Keywords: Cerebral ischemic stroke, Human bone marrow‐derived mesenchymal stem cells (hBM‐MSCs), Infarct volume, Neural differentiation, Photothrombotic mouse model
Abbreviations
- BM‐MSC
bone marrow‐derived mesenchymal stem cells
- EDTA
ethylenediaminetetraacetic acid
- hBM‐MSC
human bone marrow‐derived mesenchymal stem cells
- H&E
hematoxylin and eosin
- MAPK
MAP kinase
- MCAO
middle cerebral occlusion
- MSC
mesenchymal stem cells
- NF‐kB
nuclear factor kappa B
- NF
neurofilament
- NH
non‐hematopoietic
- PAGE
polyacrylamide gel electrophoresis
- PARP
poly(ADP‐ribose) polymerase
- PBS
phosphate‐buffered saline
- ROS
reactive oxidative stress
- SDS
sodium dodecylsulfate
See accompanying commentary by I‐Ming Chu DOI 10.1002/biot.201600414
1. Introduction
Stroke is a common cause of disability and death worldwide. Ischemic stroke, a major cause of brain damage, results from cerebral artery occlusion and induces a series of alterations in the penumbra with neurochemical events including release of glutamate, calcium channel dysfunction, membrane disruption, inflammatory changes and necrotic/apoptotic cell death triggering 1, 2.
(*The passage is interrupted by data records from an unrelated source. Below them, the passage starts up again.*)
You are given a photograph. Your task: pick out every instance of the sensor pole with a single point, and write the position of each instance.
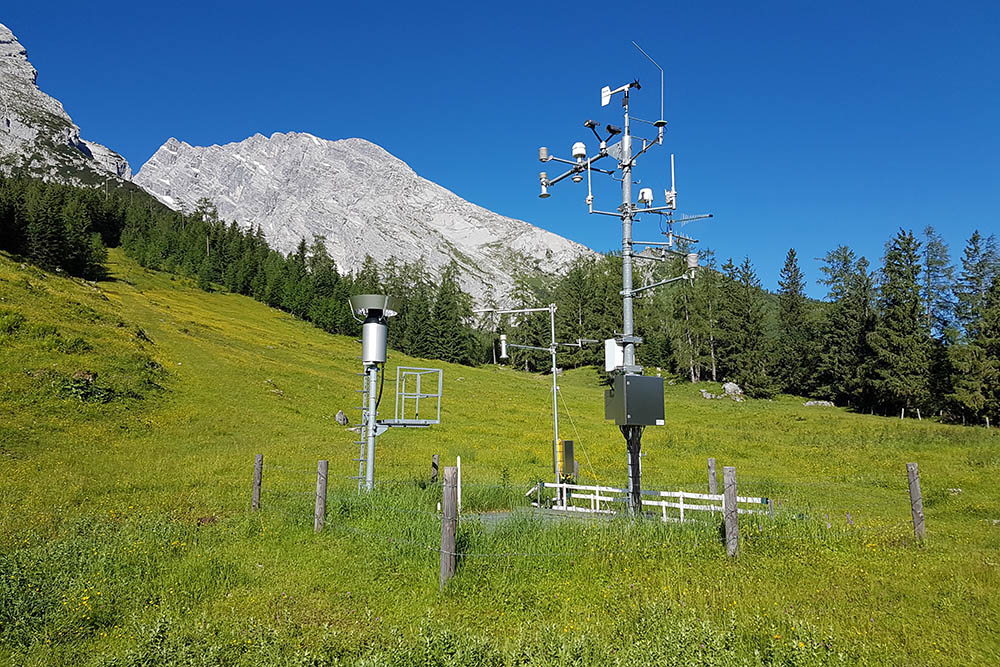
(631, 433)
(370, 421)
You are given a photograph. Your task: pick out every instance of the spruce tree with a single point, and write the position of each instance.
(46, 233)
(989, 340)
(795, 352)
(979, 266)
(452, 308)
(936, 288)
(899, 366)
(743, 344)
Over the past few decades, several in vivo preclinical trials used various animal models of stroke. Rodent models of stroke mimic the ischemic conditions in humans in terms of cerebral vasculature and physiology, and have advantages of lower cost and moderate body size, which facilitates monitoring 3.
Middle cerebral occlusion (MCAO) surgery is widely used to induce ischemic stroke in animal models. However, permanent MCAO produces significant edema and hemorrhage within the forebrain cortex and the lesions are variable in size, which can result in unexpected behaviors 4. In addition, differences among mouse strains in susceptibility to the effects of focal ischemia were identified, for example, the C57BL/6 strain is unsuitable for MCAO model 5. In this study, we used a photothrombotic ischemia model that has been widely used as an experimental model. Photothrombosis models have the advantages of reproducibility, low mortality and low invasiveness with no mechanical damage to the endothelium. This model also can produce easily the well‐defined infarcts in specific regions of the cortex based on photochemical reaction, and can be readily controlled by adjusting the intensity and field of light/laser 6, 7.
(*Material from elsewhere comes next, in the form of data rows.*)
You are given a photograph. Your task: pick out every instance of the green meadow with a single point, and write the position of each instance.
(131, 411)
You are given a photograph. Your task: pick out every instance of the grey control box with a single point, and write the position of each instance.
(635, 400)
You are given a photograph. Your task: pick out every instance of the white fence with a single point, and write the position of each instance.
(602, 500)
However, the photothrombosis‐induced method has the limitation that it generally produces small‐sized ischemic penumbra. The size and location of ischemia can be altered by modifying the duration and intensity of the light source. The biochemical responses are altered and degree of tissue injury differed according to volume of ischemic injury, accompanied by histological and behavioral deficits 8. This allows the location and size of the infarct region to be precisely controlled in the photothrombosis animal model.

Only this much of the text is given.